Several studies suggest that the mechanisms of brain reorganization in patients with lesions caused by a stroke remain largely unknown [48‐50], limiting the generalization of tDCS protocols, as a recent meta-analysis showed [6]. More studies are necessary to explore different tDCS electrode montages (size, position, current type) and current intensity (1–2 mA), as well as the use of neuroimaging techniques and transcranial magnetic stimulation (TMS) to help choose the best parameters to treat patients with aphasia. Some authors have begun using functional magnetic resonance imaging (fMRI) concomitantly with tDCS to define the best area to be stimulated [43].

Studies looking at the effect of tDCS in the language of subjects with aphasia use several secondary outcomes, complicating a holistic data analysis. Choosing parameters to represent functional improvement is a great challenge. The most common outcomes (e.g., naming accuracy and naming speed) measure isolated word production. Motor planning and organizing during the dialogic context are complex tasks that cannot be fully represented by the usual surrogate outcomes measured in single word production. Interpretation of these outcomes in combination with subjective perception of patients and people surrounding them may give a better understanding of clinical language improvement.

Qualitative improvement was observed even in patients with longer disease onset (patients 3, 4, and 9), when not much improvement would normally occur. A recent study including patients with post-stroke chronic aphasia also found that a more severe baseline language profile was associated with larger improvements in one aspect of speech production (fluency) after tDCS [51].

Language is a complex process involving different neural circuits and includes abilities beyond verbal production and comprehension. Little has been investigated about tDCS effects on suprasegmental aspects of language, such as intonation and pitch during speech production [6]. Future tDCS trials should consider investigating these subtle aspects of language both quantitatively and qualitatively.

The current study has limitations that need attention. We had a small sample size, which may have caused a type II error, preventing our ability to find differences between active and sham stimulation for the word production and syllable repetition tasks. A post hoc power analysis, considering the mean and the standard deviation of word production and syllable repetition, indicated we achieved small power for both outcomes (0.1027 for word production and 0.1025 for syllable repetition, respectively). A sample size of 95 subjects per group would be necessary to provide power of 0.80. Nonetheless, other tDCS clinical trials have included a small number of subjects as well, given the difficulties in recruiting and retaining participants with a similar design [12, 13, 17, 22]. The crossover design was used to reduce this limitation. Placement of electrodes was theoretically determined for all subjects, as already mentioned above. Ideally, this choice should be determined by neuroimaging assessment to better suit each patient’s needs. The lack of effect in this study may have occurred due to placement of the anodal electrode over mostly lesioned brain tissue or necrotic cavities.

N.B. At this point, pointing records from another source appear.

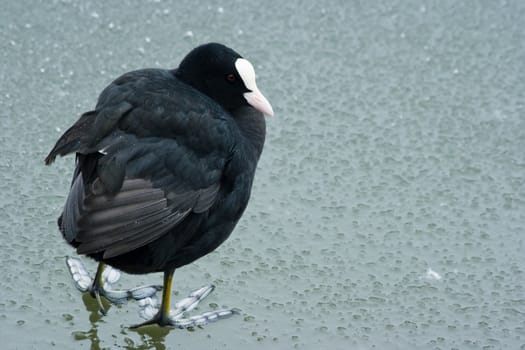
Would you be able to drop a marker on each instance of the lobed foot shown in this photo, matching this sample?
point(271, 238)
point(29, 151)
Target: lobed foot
point(149, 310)
point(85, 283)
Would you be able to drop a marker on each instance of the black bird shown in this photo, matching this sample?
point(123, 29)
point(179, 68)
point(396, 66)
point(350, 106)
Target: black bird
point(164, 165)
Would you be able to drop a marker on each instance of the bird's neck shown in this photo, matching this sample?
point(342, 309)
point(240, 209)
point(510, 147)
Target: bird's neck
point(252, 126)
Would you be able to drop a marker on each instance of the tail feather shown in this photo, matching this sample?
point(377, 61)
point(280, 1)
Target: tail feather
point(74, 138)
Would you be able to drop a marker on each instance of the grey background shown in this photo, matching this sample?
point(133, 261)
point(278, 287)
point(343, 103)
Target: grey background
point(397, 147)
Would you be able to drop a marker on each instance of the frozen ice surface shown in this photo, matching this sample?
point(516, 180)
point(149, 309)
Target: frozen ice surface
point(397, 145)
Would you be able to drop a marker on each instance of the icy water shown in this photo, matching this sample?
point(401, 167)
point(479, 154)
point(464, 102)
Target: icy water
point(388, 210)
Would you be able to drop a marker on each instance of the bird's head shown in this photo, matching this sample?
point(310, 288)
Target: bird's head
point(223, 75)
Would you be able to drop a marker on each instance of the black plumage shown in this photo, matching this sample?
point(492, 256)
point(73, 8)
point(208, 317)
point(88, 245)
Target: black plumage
point(164, 164)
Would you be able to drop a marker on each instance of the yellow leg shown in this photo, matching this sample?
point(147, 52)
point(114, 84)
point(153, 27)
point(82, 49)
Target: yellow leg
point(98, 283)
point(162, 318)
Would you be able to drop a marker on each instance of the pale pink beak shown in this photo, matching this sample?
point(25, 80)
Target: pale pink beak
point(257, 100)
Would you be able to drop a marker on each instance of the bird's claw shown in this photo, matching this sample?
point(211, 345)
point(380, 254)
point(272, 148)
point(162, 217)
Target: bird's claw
point(149, 308)
point(85, 283)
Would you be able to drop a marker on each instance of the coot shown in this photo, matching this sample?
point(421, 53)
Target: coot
point(164, 165)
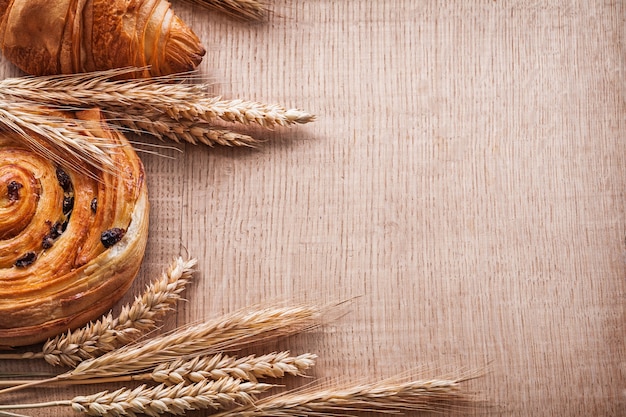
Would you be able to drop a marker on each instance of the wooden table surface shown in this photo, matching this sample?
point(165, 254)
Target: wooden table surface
point(464, 184)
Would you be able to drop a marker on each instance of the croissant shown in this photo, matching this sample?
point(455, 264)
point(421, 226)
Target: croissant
point(44, 37)
point(70, 243)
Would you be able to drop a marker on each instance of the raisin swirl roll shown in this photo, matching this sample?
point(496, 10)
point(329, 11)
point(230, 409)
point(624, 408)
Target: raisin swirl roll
point(72, 237)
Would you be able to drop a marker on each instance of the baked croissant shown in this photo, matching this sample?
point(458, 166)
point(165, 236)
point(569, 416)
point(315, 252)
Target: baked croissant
point(44, 37)
point(70, 243)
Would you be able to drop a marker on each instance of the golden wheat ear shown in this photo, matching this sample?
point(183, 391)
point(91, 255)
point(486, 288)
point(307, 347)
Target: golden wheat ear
point(250, 10)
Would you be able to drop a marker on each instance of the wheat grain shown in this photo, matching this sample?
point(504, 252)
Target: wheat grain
point(161, 399)
point(249, 368)
point(383, 397)
point(227, 332)
point(181, 131)
point(242, 9)
point(110, 332)
point(151, 97)
point(60, 139)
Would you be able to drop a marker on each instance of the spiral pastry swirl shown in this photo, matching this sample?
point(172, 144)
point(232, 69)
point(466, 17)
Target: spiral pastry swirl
point(70, 244)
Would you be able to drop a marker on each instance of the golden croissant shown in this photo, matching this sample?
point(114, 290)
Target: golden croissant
point(70, 243)
point(46, 37)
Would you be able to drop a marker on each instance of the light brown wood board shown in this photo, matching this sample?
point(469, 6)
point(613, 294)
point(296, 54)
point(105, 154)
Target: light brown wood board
point(464, 186)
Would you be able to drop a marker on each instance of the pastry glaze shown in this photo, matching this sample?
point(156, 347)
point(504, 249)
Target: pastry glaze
point(57, 268)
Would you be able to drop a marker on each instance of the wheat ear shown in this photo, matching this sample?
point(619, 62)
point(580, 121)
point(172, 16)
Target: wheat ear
point(231, 331)
point(388, 397)
point(227, 332)
point(109, 333)
point(55, 137)
point(162, 399)
point(151, 97)
point(242, 9)
point(163, 127)
point(249, 368)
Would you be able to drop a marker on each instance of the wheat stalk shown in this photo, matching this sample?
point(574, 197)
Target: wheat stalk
point(109, 333)
point(242, 9)
point(59, 139)
point(149, 97)
point(227, 332)
point(163, 127)
point(387, 397)
point(163, 106)
point(162, 399)
point(200, 368)
point(249, 368)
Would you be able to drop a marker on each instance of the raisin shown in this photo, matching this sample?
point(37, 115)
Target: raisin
point(64, 180)
point(13, 190)
point(25, 260)
point(112, 236)
point(68, 204)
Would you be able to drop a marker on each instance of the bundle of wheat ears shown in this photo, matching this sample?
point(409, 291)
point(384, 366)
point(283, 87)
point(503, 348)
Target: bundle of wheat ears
point(193, 367)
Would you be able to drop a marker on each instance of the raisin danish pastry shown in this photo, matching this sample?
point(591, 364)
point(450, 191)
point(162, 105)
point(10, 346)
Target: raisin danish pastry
point(70, 243)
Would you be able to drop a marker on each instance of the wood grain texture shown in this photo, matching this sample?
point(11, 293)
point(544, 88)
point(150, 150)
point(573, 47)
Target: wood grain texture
point(465, 183)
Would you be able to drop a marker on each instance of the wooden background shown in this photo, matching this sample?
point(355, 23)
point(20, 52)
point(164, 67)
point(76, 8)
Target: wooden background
point(464, 183)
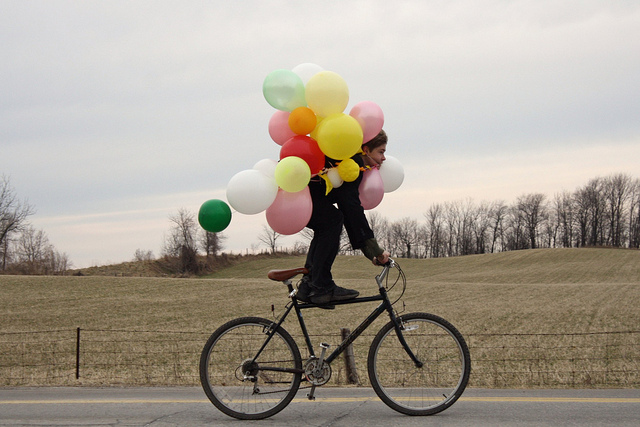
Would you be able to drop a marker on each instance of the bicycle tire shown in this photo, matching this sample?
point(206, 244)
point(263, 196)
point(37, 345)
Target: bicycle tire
point(424, 390)
point(260, 394)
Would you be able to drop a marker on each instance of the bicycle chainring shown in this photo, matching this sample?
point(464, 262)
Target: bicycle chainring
point(315, 374)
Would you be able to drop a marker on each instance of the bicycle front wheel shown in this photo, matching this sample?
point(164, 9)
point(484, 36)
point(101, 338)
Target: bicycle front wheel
point(242, 383)
point(424, 390)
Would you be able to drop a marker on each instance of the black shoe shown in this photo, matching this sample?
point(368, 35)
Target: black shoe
point(337, 293)
point(305, 290)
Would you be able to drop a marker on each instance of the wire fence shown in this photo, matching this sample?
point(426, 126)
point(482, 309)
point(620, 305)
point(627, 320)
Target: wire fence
point(151, 358)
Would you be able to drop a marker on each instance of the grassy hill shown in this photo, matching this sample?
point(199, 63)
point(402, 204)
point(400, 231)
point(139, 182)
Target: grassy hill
point(495, 300)
point(548, 289)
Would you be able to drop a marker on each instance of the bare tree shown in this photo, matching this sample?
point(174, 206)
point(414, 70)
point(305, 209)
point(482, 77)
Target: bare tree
point(532, 210)
point(634, 215)
point(434, 235)
point(13, 216)
point(270, 238)
point(405, 234)
point(142, 255)
point(617, 190)
point(212, 243)
point(182, 239)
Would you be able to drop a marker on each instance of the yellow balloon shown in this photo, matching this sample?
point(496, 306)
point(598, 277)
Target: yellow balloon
point(302, 120)
point(292, 174)
point(339, 136)
point(348, 170)
point(327, 93)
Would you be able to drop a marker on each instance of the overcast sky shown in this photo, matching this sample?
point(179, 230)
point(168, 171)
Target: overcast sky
point(115, 114)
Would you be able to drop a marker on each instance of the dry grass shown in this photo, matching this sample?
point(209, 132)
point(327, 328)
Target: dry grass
point(563, 291)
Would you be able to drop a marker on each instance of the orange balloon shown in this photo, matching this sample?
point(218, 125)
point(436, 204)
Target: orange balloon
point(302, 120)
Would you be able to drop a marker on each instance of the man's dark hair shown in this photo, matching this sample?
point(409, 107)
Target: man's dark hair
point(376, 141)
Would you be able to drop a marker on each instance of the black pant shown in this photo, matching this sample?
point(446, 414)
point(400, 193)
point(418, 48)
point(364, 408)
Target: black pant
point(326, 222)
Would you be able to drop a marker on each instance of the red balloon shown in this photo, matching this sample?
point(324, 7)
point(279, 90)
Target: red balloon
point(307, 149)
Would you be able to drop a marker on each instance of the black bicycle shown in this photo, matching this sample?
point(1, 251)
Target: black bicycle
point(418, 363)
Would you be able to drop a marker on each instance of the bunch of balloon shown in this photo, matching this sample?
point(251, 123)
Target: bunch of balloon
point(309, 123)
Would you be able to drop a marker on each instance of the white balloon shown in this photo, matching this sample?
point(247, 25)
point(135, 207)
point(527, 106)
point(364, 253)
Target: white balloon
point(251, 191)
point(392, 174)
point(266, 166)
point(306, 71)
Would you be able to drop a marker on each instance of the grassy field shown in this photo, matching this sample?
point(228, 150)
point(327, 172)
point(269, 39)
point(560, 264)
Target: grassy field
point(550, 291)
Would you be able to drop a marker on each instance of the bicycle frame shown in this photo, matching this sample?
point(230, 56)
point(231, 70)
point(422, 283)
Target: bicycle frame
point(385, 305)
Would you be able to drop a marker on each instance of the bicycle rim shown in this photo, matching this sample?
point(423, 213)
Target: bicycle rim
point(261, 392)
point(431, 388)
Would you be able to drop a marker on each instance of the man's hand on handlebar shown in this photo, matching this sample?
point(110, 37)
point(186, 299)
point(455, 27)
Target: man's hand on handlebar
point(381, 259)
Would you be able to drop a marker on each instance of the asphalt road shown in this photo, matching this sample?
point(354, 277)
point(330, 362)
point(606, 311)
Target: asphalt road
point(54, 406)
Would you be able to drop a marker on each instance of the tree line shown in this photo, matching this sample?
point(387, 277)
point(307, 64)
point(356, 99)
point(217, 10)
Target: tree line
point(23, 248)
point(603, 212)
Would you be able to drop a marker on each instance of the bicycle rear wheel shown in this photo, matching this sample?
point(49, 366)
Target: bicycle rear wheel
point(243, 388)
point(431, 388)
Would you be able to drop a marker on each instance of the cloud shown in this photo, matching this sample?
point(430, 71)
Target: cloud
point(132, 109)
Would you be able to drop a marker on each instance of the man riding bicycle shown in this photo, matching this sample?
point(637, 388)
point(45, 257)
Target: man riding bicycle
point(326, 222)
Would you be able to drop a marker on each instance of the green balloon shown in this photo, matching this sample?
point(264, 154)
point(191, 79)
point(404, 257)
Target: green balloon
point(214, 215)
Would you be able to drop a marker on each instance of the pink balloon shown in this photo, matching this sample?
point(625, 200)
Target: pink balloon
point(371, 189)
point(290, 212)
point(370, 117)
point(279, 129)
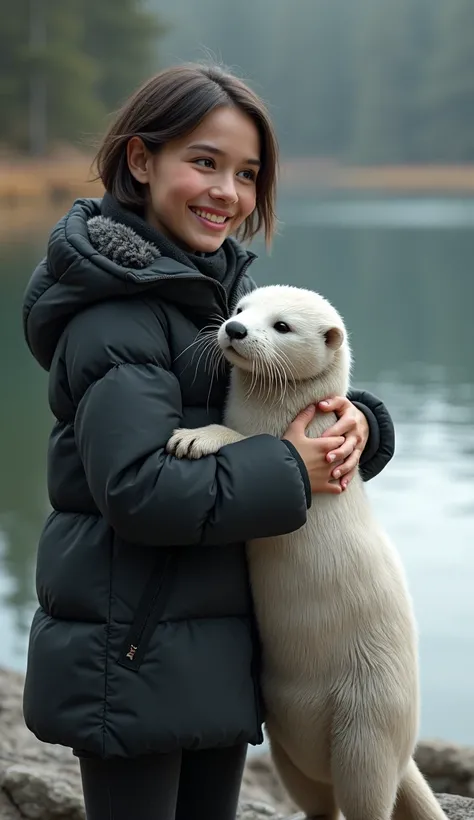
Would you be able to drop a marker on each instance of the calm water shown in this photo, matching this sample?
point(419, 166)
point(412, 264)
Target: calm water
point(401, 274)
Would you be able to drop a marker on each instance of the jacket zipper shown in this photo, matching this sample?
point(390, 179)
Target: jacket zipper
point(146, 618)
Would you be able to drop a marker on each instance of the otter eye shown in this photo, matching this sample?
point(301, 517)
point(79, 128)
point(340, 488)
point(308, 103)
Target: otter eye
point(282, 327)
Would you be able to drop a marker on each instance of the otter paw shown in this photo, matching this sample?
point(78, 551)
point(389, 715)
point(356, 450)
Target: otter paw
point(202, 441)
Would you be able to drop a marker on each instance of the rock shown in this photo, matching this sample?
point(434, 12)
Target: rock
point(39, 793)
point(42, 782)
point(448, 767)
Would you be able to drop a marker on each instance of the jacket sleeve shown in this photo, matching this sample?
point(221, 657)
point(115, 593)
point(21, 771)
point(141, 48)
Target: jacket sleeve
point(380, 446)
point(125, 416)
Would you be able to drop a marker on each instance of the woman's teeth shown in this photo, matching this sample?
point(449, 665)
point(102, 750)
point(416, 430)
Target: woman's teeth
point(210, 217)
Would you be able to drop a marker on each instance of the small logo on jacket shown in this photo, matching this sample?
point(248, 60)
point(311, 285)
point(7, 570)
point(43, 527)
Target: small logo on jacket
point(131, 652)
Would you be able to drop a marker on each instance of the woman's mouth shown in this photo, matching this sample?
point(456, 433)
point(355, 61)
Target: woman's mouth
point(213, 221)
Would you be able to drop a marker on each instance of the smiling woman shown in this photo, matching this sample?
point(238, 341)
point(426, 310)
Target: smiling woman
point(198, 200)
point(143, 652)
point(192, 160)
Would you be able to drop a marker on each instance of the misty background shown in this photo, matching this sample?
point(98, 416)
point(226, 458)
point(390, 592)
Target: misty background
point(373, 101)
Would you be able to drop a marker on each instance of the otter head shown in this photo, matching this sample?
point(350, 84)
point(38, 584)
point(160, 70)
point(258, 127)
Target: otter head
point(283, 331)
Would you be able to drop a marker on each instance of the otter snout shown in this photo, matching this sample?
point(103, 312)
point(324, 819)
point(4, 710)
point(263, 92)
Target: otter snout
point(235, 330)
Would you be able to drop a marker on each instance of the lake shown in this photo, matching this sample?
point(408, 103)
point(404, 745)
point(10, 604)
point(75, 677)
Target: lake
point(399, 270)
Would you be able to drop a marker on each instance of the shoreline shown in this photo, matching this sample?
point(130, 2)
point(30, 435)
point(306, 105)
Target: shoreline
point(34, 193)
point(56, 179)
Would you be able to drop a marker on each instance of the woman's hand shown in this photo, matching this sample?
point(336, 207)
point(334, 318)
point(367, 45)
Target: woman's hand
point(314, 452)
point(351, 424)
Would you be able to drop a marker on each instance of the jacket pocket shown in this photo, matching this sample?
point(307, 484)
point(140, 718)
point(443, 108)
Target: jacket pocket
point(148, 613)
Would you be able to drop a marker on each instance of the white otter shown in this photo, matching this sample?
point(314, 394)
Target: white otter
point(340, 672)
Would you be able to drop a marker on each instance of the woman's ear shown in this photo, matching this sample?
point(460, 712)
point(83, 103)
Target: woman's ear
point(138, 159)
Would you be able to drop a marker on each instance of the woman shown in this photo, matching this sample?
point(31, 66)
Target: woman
point(143, 654)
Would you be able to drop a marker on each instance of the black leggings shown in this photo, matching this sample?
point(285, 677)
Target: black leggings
point(177, 786)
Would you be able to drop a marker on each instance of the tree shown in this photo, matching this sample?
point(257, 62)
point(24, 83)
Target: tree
point(88, 57)
point(390, 54)
point(448, 88)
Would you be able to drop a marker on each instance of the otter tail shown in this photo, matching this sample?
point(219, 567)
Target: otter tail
point(415, 800)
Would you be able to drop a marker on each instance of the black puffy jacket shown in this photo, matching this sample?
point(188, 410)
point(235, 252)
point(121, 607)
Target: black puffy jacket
point(144, 637)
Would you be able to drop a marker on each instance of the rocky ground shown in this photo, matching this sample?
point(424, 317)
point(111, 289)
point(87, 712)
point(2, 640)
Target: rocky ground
point(41, 782)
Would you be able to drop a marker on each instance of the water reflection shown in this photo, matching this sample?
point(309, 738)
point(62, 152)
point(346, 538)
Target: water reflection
point(407, 297)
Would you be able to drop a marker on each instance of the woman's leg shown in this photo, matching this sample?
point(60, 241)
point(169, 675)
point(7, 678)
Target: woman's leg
point(210, 782)
point(144, 788)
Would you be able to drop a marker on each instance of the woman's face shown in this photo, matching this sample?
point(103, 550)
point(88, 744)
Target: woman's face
point(202, 186)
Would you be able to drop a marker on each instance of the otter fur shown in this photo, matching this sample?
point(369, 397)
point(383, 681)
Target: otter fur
point(340, 667)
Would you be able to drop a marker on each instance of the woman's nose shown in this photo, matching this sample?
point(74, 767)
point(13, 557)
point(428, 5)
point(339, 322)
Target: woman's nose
point(225, 190)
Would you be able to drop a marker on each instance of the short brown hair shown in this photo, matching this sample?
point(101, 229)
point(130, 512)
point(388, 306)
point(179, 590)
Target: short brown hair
point(170, 105)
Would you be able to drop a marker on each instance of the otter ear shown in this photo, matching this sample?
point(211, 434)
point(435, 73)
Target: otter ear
point(334, 338)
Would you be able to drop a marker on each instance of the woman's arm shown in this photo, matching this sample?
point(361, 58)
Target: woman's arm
point(370, 449)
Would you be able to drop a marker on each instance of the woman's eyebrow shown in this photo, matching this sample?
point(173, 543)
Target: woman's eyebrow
point(211, 149)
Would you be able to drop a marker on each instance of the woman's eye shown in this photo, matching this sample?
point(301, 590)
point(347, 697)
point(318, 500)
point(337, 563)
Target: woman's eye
point(205, 162)
point(282, 327)
point(251, 175)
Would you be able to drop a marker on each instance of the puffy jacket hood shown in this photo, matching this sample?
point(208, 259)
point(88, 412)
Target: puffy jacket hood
point(75, 274)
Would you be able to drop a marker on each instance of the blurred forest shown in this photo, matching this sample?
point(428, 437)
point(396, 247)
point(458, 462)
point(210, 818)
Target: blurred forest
point(362, 81)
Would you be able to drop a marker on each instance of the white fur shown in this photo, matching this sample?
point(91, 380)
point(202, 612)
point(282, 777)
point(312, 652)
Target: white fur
point(340, 672)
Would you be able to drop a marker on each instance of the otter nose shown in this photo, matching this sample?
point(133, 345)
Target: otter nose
point(235, 330)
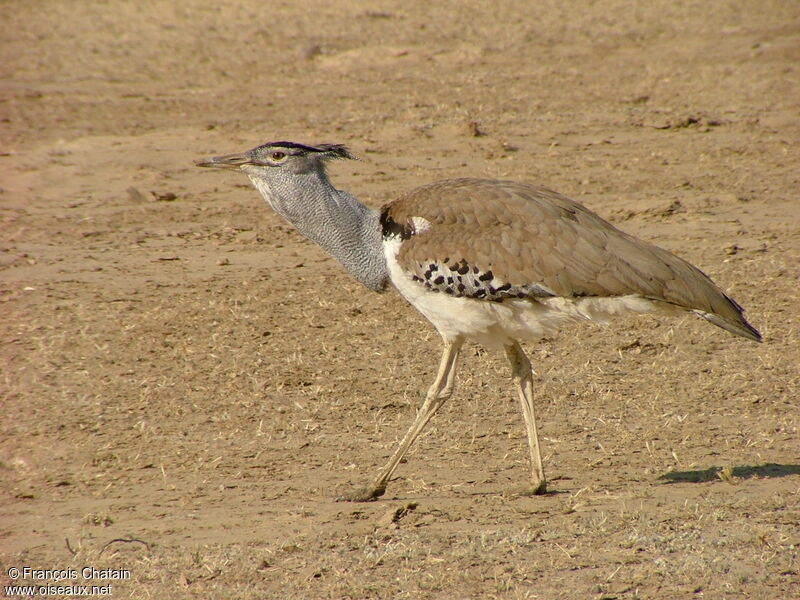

We planned to analyze whether there was a carryover effect by comparing the baseline values before active and sham interventions for the group that received active intervention first in the crossover design. However, because of the randomization process, the group that received tDCS treatment first had only two subjects, while the group that received sham treatment first had 10 subjects. This large difference between group sizes hindered our ability to compare the groups regarding the carryover effect of tDCS. Finally, the absence of neuroimaging assessment was an important limitation in this study. This information would have allowed for exploratory analysis regarding location and size of the lesion. We had planned to request these results, but participants came from different healthcare clinics, and most did not have copies of these exams.